So David outside of gay and lesbian issues, first of all no one should get fired because they are gay or lesbian period. But when you set these laws up my experience with these laws are you create a protected class. And I speak as someone who started a one man handyman business in Albuquerque in 1974 and grew it to over a thousand employees... I’ll tell you because of our laws that we passed on safety issues that this whole notion of whistle blower legislation it sounds great but the reality is... employees that were horrible declared themselves to be whistle blowers in the safety category or they declared themselves an alcoholic because of legislation [feedback] the American for Disabilities Act... I want that person who breaks a window breaks a windshield with a rock prosecuted on the basis that they threw a rock through a windshield not because they were motivated by hate.

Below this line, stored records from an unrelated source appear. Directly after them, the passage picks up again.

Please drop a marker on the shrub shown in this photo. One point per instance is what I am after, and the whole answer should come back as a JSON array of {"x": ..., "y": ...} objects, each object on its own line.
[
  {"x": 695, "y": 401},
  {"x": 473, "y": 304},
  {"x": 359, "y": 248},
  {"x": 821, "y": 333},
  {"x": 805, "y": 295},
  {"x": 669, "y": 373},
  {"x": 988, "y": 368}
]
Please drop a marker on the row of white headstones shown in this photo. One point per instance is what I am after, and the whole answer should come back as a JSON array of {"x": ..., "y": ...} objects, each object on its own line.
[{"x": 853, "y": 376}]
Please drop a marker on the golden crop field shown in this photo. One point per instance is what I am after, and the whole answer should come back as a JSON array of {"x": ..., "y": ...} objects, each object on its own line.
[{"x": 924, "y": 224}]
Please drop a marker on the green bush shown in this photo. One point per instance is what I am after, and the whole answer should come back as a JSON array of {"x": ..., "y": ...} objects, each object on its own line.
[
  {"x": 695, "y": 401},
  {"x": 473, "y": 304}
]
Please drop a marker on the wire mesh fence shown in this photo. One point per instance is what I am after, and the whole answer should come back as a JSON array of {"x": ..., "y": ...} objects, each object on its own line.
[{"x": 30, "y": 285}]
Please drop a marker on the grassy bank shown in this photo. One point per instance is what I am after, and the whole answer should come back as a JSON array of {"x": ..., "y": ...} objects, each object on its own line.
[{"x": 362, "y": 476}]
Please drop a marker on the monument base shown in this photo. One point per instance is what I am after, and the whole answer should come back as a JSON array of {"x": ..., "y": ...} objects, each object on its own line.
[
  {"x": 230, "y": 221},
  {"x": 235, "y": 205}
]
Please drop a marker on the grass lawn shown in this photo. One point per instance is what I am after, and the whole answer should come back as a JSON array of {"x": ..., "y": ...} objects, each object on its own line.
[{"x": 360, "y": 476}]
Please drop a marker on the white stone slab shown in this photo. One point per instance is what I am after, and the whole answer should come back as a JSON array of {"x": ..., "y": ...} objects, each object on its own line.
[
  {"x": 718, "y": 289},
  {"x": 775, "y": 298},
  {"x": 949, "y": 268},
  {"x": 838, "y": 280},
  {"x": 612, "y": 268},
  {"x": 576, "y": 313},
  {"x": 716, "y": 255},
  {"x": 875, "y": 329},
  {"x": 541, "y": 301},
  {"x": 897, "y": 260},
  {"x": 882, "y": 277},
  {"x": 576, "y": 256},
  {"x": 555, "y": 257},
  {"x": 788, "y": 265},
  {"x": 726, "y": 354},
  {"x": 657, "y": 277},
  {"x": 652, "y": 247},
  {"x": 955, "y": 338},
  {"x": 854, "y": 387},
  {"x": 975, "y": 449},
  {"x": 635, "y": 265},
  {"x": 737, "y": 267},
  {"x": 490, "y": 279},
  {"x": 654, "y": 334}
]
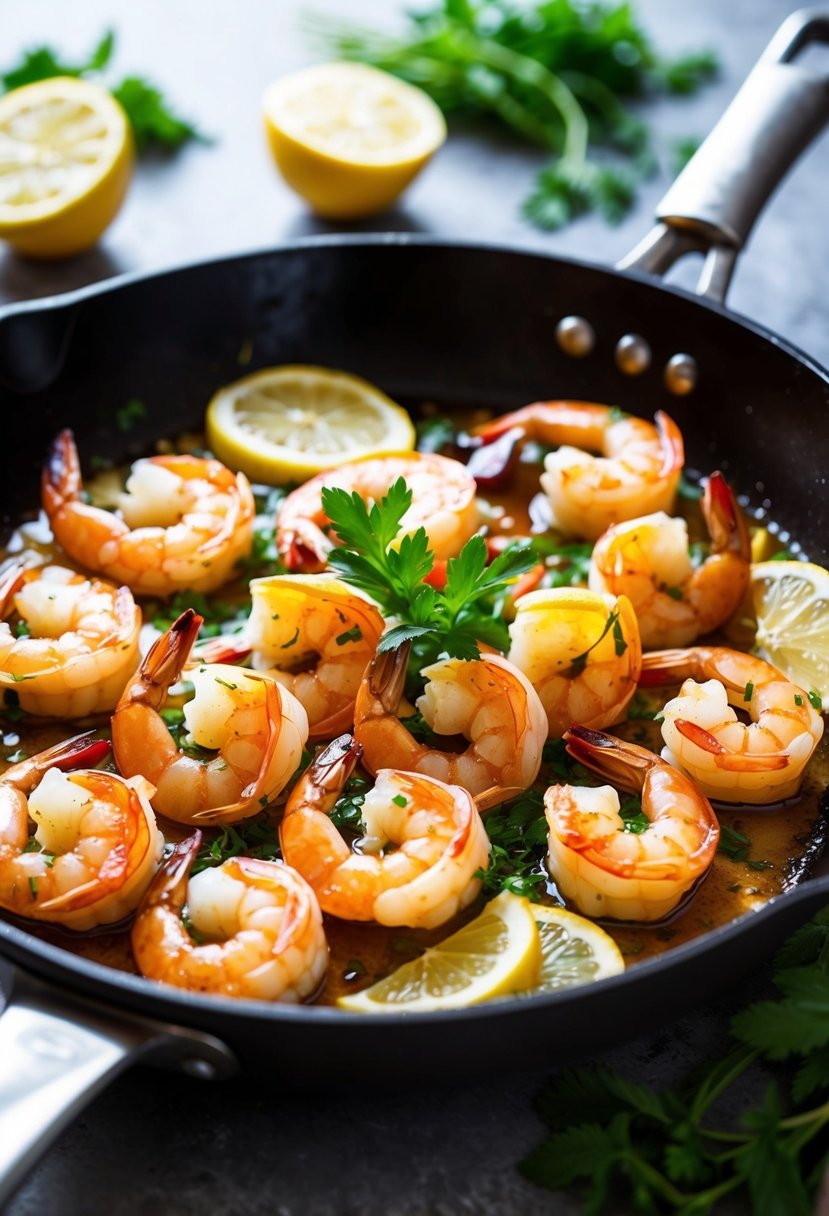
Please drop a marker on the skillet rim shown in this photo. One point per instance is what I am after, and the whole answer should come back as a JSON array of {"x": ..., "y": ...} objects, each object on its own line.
[{"x": 175, "y": 1003}]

I may have vetoed more legislation than the other forty-nine governors in the country combined. And it wasn't just saying, "no," it was really looking at what we were spending our money on and what we were getting for the money we were spending. And I really do believe in smaller government, I really believe that there are consequences of legislation that gets passed and maybe it isn't in our best interest to pass all the legislation that we pass, that it layers bureaucracy on transactions that aren't made any safer by you and I, but that just end up making it so much more cumbersome, so much more burdensome, and ends up adding a lot of money as opposed to the notion of liberty and freedom and the personal responsibility that goes along with that... My entire life I watched government spend more money than what it takes in and I just always thought that there would be a day of reckoning with regard to that spending, and I think that day of reckoning is here, that it's right now, and it needs to be fixed... But what I said then and I'll say now, I think that Republicans would gain a lot of credibility in this argument if Republicans would offer up a repeal of the Prescription Health Care Benefit that they passed when they had control of both houses of Congress and ran up record deficits.

BRAC, in the mid-90s suggested that 20 percent more U.S. bases, in fact, could be cut. That hasn’t taken place because the political will hasn’t been there to accomplish that. We would bring that to the table, a 20 percent reduction in military spending.